Kabokweni Stadium
- Interactive map of Kabokweni Stadium
- Location: Kabokweni, Nelspruit, Mpumalanga, South Africa
- Coordinates: 25°20′28″S 31°08′10″E﻿ / ﻿25.341°S 31.136°E
- Owner: Mbombela Municipality
- Capacity: 8,000

Construction
- Renovated: January–May 2010, (price: R 61-100 million)
- Project managers: IN & Associate Project Managers
- General contractor: Shuma Construction cc

Tenant
- TS Sporting F.C.

= Kabokweni Stadium =

Multi-use stadium in the Kabokweni, South Africa

Kabokweni Stadium is a multi-use stadium in the Kabokweni village, situated next to Elijah Mango College around 4 km NorthEast of Kruger Airport, which is roughly 30 km NorthEast of Nelspruit, in the Mpumalanga province of South Africa. The stadium received a major upgrade in January–May 2010.

Currently, and throughout its previous history, the stadium is used mostly for local events and football matches. After being upgraded, it became the new official home venue of Sivutsa Stars F.C. in June 2010. This football club is based in Kabokweni, and will compete during the 2011–12 season at the second level of South African football, known as the National First Division.

==Upgrade==
The stadium received a major upgrade in January–May 2010 at a total cost of 61-100 million Rand. A primary driving force for the upgrade, was that the local municipality wanted to construct a high quality training venue -with FIFA standard-, ahead of the 2010 FIFA World Cup. New capacity of the stadium was reported to be 8,000.

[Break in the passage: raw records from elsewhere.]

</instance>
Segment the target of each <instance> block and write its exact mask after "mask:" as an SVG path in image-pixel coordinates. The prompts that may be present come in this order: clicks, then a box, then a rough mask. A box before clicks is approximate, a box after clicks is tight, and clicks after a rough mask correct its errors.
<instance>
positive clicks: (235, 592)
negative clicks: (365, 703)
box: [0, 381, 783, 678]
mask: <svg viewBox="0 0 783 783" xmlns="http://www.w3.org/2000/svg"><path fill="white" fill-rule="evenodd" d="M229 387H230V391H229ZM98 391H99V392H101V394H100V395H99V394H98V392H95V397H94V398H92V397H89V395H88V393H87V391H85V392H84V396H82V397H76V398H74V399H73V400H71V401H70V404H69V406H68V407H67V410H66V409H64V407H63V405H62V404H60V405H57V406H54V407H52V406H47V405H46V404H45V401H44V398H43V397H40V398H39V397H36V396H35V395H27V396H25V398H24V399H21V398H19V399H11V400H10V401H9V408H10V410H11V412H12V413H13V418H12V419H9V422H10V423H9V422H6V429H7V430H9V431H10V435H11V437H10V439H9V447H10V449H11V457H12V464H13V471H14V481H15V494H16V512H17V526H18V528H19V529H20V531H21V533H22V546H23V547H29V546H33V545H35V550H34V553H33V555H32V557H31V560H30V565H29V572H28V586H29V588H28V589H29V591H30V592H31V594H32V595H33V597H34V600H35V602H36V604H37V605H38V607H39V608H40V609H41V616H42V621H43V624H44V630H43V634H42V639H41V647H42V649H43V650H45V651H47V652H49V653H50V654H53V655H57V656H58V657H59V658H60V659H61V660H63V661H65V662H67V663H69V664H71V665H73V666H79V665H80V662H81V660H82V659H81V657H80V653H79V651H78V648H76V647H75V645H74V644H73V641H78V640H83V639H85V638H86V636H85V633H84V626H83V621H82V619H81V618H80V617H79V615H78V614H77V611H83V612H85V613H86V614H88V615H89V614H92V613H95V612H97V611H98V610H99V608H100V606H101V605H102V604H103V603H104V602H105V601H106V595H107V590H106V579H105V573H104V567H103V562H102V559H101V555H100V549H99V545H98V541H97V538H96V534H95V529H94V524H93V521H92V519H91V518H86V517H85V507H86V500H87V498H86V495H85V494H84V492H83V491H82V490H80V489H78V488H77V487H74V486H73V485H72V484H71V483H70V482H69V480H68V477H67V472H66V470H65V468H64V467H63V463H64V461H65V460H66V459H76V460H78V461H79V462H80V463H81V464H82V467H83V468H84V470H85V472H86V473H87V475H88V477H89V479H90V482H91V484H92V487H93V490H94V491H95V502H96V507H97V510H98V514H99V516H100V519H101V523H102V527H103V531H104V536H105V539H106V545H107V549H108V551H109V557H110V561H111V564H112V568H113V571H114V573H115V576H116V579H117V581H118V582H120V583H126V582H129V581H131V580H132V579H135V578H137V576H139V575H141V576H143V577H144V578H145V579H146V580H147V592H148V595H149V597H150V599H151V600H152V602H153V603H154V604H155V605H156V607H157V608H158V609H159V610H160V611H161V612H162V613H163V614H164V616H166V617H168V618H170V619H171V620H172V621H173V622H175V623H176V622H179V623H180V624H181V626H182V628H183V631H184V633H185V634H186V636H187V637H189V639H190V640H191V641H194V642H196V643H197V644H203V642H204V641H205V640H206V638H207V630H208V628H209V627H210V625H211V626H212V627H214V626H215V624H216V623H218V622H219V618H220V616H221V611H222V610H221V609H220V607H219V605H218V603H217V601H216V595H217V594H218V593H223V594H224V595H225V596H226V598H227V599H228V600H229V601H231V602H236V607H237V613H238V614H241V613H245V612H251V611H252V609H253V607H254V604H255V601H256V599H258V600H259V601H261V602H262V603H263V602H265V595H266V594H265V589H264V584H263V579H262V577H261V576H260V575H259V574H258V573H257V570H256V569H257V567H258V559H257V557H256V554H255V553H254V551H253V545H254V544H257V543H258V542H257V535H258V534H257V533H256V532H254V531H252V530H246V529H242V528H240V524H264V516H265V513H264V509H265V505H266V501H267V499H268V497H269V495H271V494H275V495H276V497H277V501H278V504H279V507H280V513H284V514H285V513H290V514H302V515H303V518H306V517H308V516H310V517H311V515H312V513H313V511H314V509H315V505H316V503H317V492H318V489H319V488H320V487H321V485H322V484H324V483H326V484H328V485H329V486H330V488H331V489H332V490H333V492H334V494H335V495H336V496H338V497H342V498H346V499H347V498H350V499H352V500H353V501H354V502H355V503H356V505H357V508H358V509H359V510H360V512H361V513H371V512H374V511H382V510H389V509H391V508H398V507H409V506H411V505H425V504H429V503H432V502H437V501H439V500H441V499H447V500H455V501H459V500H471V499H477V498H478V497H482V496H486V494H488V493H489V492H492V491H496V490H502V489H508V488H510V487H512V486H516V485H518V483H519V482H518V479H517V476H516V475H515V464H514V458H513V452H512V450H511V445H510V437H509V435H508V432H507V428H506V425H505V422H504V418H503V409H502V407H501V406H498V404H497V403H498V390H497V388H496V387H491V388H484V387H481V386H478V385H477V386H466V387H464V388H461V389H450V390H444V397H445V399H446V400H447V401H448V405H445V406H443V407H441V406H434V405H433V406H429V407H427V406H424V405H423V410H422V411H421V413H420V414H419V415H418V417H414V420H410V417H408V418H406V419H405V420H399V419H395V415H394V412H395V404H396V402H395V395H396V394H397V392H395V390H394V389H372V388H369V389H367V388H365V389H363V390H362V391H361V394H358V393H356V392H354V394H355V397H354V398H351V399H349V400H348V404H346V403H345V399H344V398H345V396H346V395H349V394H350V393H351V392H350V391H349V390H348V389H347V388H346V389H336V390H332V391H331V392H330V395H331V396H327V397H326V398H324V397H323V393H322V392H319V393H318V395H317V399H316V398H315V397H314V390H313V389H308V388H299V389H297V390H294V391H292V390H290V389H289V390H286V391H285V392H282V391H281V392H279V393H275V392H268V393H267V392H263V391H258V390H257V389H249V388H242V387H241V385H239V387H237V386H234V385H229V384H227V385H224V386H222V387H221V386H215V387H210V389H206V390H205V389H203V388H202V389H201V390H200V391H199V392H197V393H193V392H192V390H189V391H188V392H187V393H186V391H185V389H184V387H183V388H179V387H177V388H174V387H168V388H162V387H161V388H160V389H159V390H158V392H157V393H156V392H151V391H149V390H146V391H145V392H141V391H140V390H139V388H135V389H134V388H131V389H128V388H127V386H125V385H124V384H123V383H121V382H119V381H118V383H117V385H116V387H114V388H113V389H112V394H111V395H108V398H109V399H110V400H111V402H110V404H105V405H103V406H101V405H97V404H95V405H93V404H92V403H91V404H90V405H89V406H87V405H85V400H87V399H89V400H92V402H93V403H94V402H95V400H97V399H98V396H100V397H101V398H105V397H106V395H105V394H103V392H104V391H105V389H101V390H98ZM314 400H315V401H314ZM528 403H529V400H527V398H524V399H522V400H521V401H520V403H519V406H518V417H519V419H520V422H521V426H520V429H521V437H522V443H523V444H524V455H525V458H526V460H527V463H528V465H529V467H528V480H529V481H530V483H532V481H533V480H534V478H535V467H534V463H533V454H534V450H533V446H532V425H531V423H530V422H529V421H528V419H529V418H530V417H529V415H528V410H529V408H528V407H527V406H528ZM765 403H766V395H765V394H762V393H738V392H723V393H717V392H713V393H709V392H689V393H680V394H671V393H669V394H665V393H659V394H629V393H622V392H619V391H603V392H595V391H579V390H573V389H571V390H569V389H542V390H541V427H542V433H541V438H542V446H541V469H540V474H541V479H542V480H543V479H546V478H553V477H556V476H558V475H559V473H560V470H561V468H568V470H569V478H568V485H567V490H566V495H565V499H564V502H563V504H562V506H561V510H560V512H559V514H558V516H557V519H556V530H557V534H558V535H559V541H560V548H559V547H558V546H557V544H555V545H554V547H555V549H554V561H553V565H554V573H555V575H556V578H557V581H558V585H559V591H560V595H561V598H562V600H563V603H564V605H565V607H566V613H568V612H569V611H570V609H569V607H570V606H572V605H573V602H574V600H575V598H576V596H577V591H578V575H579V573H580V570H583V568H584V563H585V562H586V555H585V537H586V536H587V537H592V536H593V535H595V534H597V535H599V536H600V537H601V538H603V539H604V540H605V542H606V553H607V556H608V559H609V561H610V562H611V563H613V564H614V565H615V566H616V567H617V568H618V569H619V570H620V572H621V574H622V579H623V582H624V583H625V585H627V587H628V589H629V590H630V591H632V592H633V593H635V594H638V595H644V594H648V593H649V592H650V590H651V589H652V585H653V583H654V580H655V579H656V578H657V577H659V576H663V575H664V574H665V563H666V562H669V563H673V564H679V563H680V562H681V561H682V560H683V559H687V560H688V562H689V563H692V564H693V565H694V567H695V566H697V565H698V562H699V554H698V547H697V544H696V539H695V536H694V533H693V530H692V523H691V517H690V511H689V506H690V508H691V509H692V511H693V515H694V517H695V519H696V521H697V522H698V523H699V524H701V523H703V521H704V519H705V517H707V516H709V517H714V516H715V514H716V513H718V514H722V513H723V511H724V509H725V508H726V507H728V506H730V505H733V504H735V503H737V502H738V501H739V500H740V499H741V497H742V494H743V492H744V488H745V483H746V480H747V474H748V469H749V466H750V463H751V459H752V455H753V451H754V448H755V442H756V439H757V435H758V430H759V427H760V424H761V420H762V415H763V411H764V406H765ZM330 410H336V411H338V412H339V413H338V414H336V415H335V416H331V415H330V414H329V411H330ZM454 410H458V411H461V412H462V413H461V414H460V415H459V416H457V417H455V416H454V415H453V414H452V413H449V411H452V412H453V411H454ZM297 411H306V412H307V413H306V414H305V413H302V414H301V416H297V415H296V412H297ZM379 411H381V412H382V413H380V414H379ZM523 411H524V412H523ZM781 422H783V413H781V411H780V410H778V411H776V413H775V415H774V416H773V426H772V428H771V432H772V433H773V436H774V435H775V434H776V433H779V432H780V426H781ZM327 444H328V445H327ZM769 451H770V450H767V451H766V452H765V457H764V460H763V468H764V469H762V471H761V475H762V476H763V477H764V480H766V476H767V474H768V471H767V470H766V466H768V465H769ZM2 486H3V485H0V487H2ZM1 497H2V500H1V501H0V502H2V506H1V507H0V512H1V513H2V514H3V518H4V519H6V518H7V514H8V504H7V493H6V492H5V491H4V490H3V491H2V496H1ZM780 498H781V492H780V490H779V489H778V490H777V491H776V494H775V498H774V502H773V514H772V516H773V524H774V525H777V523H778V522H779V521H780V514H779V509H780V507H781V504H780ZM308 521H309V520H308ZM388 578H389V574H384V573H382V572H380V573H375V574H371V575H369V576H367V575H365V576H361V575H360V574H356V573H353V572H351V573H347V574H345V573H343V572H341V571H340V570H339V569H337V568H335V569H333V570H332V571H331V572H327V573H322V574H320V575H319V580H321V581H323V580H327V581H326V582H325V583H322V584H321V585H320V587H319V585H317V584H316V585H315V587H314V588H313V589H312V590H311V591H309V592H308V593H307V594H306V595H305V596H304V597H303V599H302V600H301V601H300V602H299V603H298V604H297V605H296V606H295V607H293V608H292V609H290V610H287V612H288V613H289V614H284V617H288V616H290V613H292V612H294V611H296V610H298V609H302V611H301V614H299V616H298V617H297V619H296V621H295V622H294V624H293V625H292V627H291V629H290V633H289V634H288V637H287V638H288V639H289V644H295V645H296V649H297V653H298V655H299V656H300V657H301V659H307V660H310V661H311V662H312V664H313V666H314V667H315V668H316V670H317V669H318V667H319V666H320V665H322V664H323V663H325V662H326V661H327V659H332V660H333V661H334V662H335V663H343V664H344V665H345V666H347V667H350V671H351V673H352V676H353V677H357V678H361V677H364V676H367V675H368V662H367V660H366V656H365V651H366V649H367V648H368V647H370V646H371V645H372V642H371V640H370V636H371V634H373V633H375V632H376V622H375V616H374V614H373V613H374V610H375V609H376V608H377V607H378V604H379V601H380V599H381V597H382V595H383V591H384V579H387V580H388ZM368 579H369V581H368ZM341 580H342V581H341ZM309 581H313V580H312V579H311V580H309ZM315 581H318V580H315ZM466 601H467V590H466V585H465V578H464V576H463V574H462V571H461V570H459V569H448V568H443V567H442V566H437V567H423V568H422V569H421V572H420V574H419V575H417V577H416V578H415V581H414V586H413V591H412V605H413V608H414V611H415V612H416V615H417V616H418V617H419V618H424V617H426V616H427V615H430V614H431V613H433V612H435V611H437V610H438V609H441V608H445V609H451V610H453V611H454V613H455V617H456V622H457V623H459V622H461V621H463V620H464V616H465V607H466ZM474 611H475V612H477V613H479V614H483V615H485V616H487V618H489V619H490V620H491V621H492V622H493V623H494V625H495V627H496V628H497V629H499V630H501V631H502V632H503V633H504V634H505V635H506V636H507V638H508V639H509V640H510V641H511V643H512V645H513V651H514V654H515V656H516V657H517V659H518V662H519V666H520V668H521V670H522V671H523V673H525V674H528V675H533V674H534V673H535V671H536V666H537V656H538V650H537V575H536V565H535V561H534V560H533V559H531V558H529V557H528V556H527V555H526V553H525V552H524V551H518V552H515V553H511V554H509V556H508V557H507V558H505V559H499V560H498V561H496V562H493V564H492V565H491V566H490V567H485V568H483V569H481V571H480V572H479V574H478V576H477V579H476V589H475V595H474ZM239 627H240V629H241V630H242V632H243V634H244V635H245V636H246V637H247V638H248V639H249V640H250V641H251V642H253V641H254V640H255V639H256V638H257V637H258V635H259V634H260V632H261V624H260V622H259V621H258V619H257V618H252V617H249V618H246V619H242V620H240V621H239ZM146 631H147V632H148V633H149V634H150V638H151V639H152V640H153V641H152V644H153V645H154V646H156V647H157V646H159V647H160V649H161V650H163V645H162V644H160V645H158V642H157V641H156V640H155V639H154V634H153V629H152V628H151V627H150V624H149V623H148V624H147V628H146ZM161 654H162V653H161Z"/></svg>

The upgrade included all in all: The construction of an access road, expansion and paving of the parking area, removal of lawn to install an artificial pitch, installation of new Apollo lights, upgrading of the ablution facilities, construction of a dressing room, construction of new stands for the crowds, construction of a borehole with tanks of a capacity of 50,000 litres, and the construction of a loading bay. Official opening and handover of the upgraded stadium, took place at 7 May 2010.